Le temps est ainsi pensé comme un régime de forces et d’intensités conflictuelles, d’un agon incessant entre lignes de faille et relance d’un devenir. C’est ici que le tissage des échos que propose Isabelle Alfandary entre la pensée de la vie chez Nietzsche et l’écriture de celle-ci dans Mrs Dalloway livre toute son acuité. L'une comme l'autre sollicite un indécidable jeu entre « une » vie proposée en sa singularité et une pensée de « la » vie qui à la fois s’appréhende à travers elle et l'excède ; l'une comme l'autre s’entretient d’un savoir sur la mort et d’une hospitalité intime à son expérience. Mais le plus singulier c'est encore que l'articulation entre la poétique woolfienne et la pensée nietzschéenne prend en certains de ses traits le tour d'un paradoxe ; en effet si le frayage poétique de la vie à travers les formes du langage se révèle être résistance à la conceptualisation, ses traits et ses effets ne sont pas pour autant sans avoir des implications métaphysiques et éthiques. L'article d'Isabelle Alfandary nous permet d'en relier les enjeux à une pensée du temps puisqu'elle fait de la poétique de l'instant l'exposition renouvelée à « l'innocence du devenir ».
Mark Hussey, pour sa part, ouvre l'empan temporel de l'œuvre de Virginia Woolf en s'intéressant à ses derniers textes, parmi lesquels son roman inachevé Between the Acts, mais fait réentendre la hantise de la faille qui menaçait déjà dans son étau tragique la temporalité de Jacob's Room. Sa lecture s'attarde sur l'empreinte des poches de silence qui creusent les lieux et les œuvres d'art woolfiens, mais la dimension mémorielle qu'il leur prête relève leur mutité mélancolique.

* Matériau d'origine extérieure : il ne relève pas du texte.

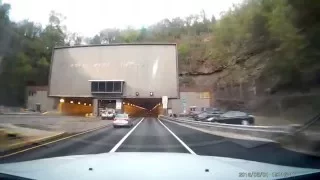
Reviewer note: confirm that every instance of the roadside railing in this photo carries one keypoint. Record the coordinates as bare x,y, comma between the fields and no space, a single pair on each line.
267,132
290,136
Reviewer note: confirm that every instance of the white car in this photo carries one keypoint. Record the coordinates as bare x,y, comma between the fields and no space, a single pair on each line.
122,120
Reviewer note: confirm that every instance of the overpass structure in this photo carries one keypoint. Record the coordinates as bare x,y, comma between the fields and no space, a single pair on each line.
130,78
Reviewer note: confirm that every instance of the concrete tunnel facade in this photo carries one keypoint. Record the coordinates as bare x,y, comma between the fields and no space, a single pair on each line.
131,78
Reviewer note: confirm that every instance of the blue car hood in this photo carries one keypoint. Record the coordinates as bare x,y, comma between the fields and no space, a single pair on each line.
149,166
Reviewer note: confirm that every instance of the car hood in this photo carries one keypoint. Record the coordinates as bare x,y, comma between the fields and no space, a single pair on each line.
147,166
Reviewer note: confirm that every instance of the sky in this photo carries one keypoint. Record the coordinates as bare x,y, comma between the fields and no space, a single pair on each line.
89,17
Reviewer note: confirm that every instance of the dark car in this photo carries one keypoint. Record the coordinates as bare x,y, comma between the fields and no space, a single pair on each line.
212,112
233,117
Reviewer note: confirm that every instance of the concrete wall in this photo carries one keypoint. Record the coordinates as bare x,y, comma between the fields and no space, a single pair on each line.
144,68
191,99
41,97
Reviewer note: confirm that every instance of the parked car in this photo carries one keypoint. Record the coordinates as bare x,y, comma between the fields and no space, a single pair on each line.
233,117
212,112
108,114
122,120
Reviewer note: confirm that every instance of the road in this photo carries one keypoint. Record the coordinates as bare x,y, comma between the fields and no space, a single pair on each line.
152,135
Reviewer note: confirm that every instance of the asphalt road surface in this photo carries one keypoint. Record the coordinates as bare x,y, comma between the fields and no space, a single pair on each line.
152,135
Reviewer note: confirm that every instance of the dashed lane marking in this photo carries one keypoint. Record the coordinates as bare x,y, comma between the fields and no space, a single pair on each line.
114,149
183,144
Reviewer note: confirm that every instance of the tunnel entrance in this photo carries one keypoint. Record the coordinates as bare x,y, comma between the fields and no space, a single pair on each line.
146,107
75,106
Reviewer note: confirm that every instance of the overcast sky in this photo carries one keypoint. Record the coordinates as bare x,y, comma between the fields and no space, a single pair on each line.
89,17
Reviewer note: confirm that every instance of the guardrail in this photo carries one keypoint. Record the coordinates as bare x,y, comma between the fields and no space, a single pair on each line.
289,137
267,132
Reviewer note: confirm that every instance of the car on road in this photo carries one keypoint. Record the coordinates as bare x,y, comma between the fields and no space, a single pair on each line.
108,114
233,117
212,112
122,120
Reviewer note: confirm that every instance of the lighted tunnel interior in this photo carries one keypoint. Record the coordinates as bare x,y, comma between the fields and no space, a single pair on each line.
142,107
75,106
135,107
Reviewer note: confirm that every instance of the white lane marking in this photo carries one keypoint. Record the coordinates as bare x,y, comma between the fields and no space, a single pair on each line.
125,137
183,144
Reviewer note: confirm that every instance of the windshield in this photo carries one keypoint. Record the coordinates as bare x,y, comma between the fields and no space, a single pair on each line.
211,80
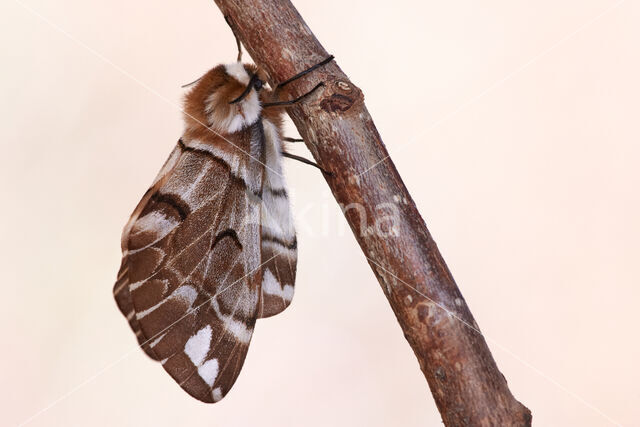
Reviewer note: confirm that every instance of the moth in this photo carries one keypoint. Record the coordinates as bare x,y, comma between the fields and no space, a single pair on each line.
211,247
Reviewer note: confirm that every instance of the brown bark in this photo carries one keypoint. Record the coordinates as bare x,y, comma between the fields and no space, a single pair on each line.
465,382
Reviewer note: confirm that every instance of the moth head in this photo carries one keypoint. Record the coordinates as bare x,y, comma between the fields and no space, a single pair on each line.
226,99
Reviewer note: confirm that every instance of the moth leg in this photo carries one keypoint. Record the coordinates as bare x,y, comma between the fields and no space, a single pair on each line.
226,18
305,161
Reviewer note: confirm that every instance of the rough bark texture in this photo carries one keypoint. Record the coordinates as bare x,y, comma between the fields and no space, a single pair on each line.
465,382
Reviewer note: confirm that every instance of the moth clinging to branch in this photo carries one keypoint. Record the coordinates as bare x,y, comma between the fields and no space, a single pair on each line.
211,247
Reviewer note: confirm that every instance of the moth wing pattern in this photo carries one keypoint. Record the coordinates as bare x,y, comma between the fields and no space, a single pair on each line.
278,236
190,278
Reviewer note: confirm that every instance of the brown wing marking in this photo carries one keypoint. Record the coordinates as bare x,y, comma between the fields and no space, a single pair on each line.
278,237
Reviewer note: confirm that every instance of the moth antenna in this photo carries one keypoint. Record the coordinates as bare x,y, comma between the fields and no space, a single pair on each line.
305,72
226,18
306,161
292,101
192,83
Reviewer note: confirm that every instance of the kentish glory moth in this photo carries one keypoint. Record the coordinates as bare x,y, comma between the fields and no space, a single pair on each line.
211,246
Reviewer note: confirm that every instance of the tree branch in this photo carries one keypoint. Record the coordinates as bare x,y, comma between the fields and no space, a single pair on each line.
465,382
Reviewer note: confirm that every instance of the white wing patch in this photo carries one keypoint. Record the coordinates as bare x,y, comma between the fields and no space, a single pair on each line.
271,286
197,347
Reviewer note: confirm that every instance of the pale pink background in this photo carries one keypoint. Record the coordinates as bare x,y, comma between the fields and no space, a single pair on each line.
514,124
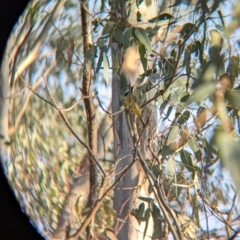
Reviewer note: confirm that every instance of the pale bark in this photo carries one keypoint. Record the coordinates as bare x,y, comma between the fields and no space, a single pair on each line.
79,189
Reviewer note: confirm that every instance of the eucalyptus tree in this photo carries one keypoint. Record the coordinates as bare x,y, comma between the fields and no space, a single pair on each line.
146,163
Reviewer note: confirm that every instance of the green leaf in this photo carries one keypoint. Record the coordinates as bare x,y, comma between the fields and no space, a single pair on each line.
229,151
105,67
127,37
143,38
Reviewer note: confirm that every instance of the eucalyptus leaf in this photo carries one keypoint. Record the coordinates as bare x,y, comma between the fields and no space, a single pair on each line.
229,151
143,38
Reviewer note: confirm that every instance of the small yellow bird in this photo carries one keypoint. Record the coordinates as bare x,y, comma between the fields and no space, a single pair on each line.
133,106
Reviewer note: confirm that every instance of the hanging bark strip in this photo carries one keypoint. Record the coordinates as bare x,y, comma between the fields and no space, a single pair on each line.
88,102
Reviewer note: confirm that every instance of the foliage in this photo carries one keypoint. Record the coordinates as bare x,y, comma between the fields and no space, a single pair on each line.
195,75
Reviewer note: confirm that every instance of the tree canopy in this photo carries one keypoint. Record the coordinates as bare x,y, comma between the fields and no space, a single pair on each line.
183,60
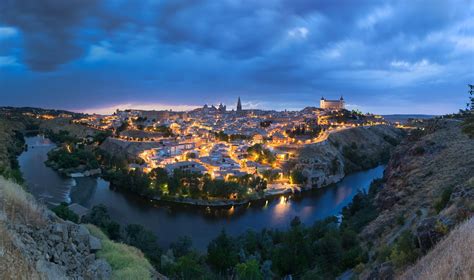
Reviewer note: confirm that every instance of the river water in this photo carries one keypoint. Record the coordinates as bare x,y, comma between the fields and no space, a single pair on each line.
169,221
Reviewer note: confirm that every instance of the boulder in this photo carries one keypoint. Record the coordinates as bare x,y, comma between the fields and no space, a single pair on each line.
50,270
94,244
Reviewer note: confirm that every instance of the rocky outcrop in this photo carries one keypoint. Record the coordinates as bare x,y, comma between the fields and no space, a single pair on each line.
345,152
428,188
61,250
41,245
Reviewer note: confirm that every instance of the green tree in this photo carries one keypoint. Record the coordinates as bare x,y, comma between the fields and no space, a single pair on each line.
222,253
138,236
249,270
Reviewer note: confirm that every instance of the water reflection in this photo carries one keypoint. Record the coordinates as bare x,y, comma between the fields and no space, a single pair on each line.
169,220
281,210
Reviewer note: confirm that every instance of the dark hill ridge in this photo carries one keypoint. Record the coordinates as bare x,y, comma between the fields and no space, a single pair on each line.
428,190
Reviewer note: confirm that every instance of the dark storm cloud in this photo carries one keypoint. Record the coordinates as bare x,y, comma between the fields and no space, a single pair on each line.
206,50
49,29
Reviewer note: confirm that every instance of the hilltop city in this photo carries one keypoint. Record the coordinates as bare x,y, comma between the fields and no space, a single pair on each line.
226,143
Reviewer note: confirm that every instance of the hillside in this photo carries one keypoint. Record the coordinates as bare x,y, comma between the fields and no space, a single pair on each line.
452,258
345,152
36,244
428,189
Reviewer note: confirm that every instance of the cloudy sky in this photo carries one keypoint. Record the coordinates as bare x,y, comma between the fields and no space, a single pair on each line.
383,56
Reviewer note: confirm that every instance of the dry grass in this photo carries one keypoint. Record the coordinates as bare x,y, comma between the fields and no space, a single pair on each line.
452,258
13,265
127,262
18,205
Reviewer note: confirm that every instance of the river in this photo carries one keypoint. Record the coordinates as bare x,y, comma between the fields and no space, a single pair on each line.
169,221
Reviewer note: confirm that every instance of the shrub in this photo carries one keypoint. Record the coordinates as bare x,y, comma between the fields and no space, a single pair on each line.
418,151
127,262
441,203
20,205
404,251
65,213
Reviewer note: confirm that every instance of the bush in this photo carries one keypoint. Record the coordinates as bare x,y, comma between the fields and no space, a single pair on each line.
65,213
404,251
418,151
127,262
441,203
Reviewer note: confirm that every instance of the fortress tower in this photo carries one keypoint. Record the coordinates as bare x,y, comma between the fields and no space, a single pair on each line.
331,105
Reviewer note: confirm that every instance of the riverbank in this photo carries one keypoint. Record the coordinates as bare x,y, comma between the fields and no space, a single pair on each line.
321,165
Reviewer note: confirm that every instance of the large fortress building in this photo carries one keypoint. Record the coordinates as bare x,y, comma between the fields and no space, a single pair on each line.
333,105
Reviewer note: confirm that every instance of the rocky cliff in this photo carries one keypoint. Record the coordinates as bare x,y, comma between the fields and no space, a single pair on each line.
36,244
344,152
428,189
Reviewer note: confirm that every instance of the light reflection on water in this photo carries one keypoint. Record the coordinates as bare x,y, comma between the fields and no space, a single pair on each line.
169,221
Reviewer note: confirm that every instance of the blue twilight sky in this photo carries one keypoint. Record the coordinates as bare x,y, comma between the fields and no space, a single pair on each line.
383,56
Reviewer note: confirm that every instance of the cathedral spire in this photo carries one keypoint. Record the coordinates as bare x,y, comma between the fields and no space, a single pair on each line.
239,105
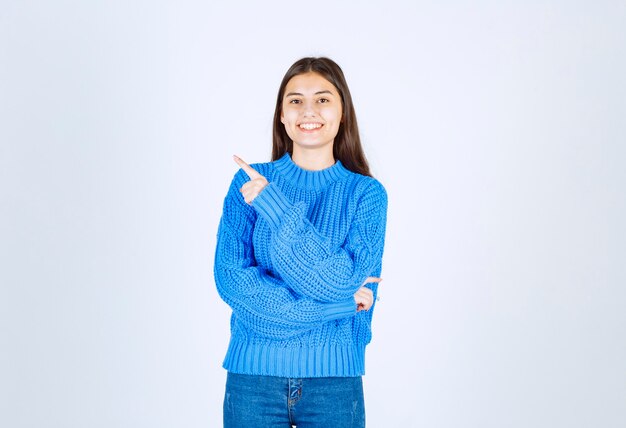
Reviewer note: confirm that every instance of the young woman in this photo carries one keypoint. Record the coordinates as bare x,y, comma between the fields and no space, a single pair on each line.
298,260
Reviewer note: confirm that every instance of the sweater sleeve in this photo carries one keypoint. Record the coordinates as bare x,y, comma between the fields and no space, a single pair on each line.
263,303
308,262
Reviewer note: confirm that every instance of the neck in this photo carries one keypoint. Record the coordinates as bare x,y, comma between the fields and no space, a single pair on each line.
313,159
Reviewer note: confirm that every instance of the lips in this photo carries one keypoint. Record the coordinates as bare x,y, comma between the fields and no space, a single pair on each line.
310,126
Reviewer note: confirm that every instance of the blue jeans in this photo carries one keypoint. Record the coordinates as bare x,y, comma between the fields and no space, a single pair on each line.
266,401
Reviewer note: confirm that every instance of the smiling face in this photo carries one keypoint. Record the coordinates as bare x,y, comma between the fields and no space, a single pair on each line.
311,111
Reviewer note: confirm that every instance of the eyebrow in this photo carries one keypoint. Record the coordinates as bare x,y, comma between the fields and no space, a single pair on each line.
291,94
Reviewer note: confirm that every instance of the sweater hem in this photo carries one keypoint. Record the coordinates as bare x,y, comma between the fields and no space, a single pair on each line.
300,362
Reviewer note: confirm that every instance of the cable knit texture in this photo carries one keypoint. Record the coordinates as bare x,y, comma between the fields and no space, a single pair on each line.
289,264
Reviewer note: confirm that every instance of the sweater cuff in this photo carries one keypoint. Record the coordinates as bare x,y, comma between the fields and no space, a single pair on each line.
339,310
271,204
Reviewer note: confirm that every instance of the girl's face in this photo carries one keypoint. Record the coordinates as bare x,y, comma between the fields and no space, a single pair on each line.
311,111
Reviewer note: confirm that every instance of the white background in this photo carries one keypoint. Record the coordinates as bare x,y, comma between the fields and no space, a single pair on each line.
498,129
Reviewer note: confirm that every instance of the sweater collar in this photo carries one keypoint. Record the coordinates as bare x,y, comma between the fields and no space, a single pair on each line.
313,180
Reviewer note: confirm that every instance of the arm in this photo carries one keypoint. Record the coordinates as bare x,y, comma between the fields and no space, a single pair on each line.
263,303
306,260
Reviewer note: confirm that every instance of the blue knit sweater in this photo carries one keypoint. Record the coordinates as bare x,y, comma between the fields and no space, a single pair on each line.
289,266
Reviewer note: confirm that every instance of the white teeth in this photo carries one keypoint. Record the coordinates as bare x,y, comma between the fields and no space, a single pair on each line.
309,126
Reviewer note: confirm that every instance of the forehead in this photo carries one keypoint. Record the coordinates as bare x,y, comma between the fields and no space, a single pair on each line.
310,82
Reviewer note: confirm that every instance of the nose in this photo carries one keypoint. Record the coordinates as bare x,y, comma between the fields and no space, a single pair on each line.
309,108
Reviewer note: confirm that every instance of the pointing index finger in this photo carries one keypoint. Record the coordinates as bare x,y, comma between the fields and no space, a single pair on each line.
247,168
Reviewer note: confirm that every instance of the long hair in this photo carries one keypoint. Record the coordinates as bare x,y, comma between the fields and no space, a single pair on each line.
347,144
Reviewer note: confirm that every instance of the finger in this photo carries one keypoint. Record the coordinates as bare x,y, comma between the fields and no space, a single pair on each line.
371,279
252,173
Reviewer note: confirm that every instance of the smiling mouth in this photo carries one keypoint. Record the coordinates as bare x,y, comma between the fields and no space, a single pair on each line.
310,126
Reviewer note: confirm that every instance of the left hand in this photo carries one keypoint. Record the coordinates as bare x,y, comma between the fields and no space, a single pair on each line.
257,182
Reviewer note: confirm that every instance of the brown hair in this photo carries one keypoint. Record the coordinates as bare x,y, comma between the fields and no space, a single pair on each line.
347,144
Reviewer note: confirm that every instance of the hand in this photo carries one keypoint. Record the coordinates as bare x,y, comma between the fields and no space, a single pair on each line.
364,298
257,182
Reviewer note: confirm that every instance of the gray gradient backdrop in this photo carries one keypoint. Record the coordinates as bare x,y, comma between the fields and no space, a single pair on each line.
498,129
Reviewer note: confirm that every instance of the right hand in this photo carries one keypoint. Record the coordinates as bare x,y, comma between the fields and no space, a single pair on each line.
257,183
364,298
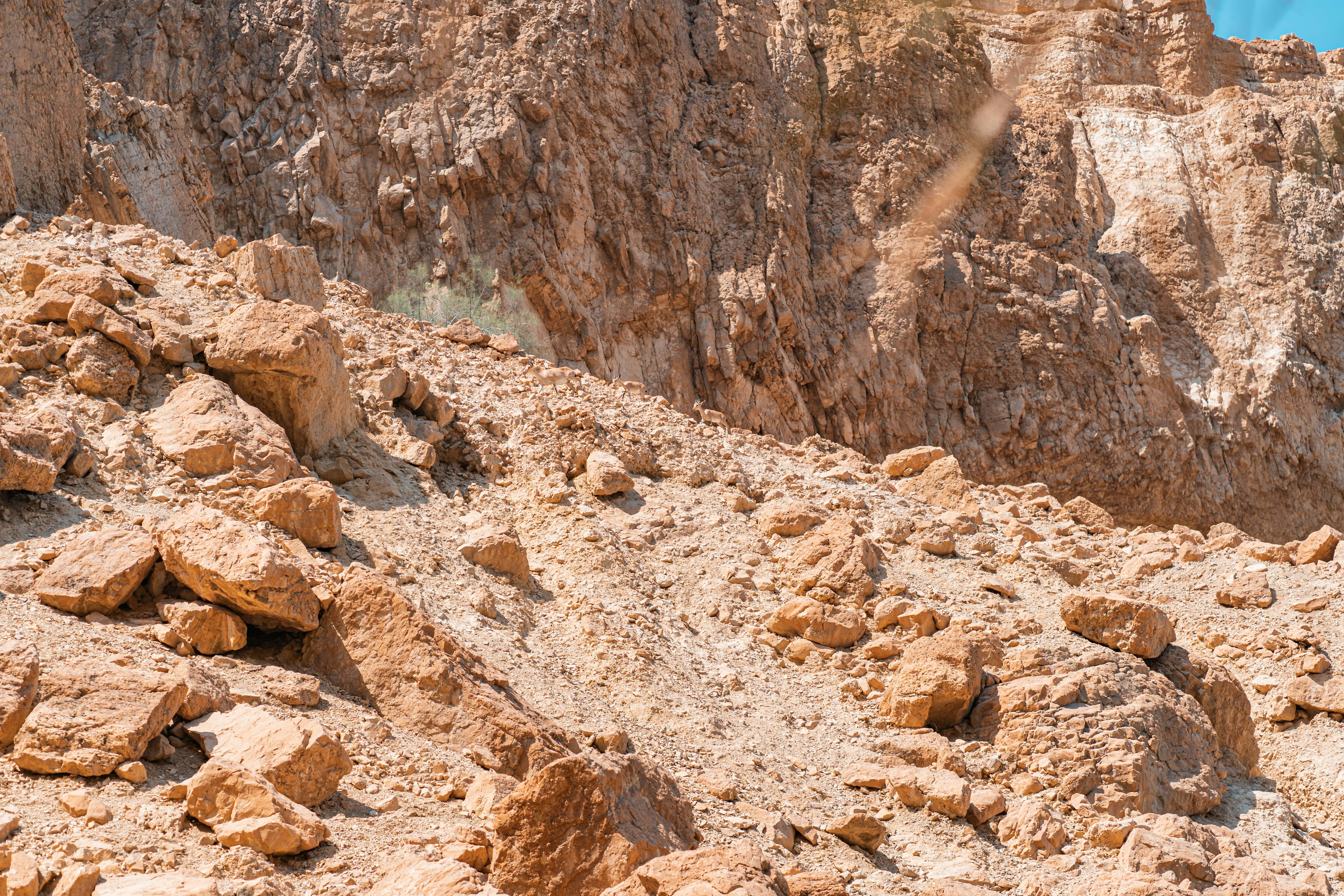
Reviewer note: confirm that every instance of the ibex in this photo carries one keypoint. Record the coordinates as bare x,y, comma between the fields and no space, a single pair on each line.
553,377
710,417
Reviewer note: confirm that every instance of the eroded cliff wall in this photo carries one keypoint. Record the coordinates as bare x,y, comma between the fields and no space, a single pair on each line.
1134,295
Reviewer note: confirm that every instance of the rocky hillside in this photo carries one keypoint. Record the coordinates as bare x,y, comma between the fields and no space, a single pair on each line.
306,598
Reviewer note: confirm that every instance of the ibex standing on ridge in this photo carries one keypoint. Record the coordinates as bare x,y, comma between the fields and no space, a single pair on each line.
710,417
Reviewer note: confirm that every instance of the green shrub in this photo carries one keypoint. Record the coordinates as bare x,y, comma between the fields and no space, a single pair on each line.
478,295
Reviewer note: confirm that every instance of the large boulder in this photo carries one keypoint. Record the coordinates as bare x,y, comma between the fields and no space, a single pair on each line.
206,628
101,369
57,293
230,563
1167,764
298,756
378,645
823,624
209,432
737,868
308,510
585,824
97,571
89,315
275,269
33,449
1132,627
835,555
1220,695
788,518
18,686
95,717
244,809
943,485
939,679
287,361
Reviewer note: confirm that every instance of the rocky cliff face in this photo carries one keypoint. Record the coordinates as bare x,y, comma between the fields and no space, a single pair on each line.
782,209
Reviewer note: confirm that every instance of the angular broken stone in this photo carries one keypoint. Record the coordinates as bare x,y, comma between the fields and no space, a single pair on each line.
1132,627
209,432
378,645
819,622
230,563
624,809
97,571
245,809
308,510
298,756
95,717
206,628
19,670
287,362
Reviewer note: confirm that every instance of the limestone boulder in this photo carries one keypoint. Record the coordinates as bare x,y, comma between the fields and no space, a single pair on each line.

En cette conversion même qui, une fois de plus, convertit l'abîme en ressource temporelle, il entend une exigence de pensée propre au questionnement woolfien ainsi qu’en témoigne la question suivante: “What is the value of a philosophy that has no power over life?”2. L’interrogation sur le temps prend un autre tour dans l’article de Hillis Miller sur The Waves. L’anachronisme qu’il sollicite lorsqu’il compare les traits temporels des voix narratives de The Waves à une mémoire artificielle où seraient toujours déjà stockées les intensités de l’expérience et leurs tours linguistiques est un trope qui permet d’approcher différentes questions liées aux formes de l’impersonnel ou du hors-soi qui traverse les voix du récit et les textes woolfiens. S’y trouve également soulevée, tant dans les propositions de Virginia Woolf, dans des résonances philosophiques dont elles sont accompagnées que dans le geste critique de Hillis Miller lui-même, la question de la médiation de l’imaginaire.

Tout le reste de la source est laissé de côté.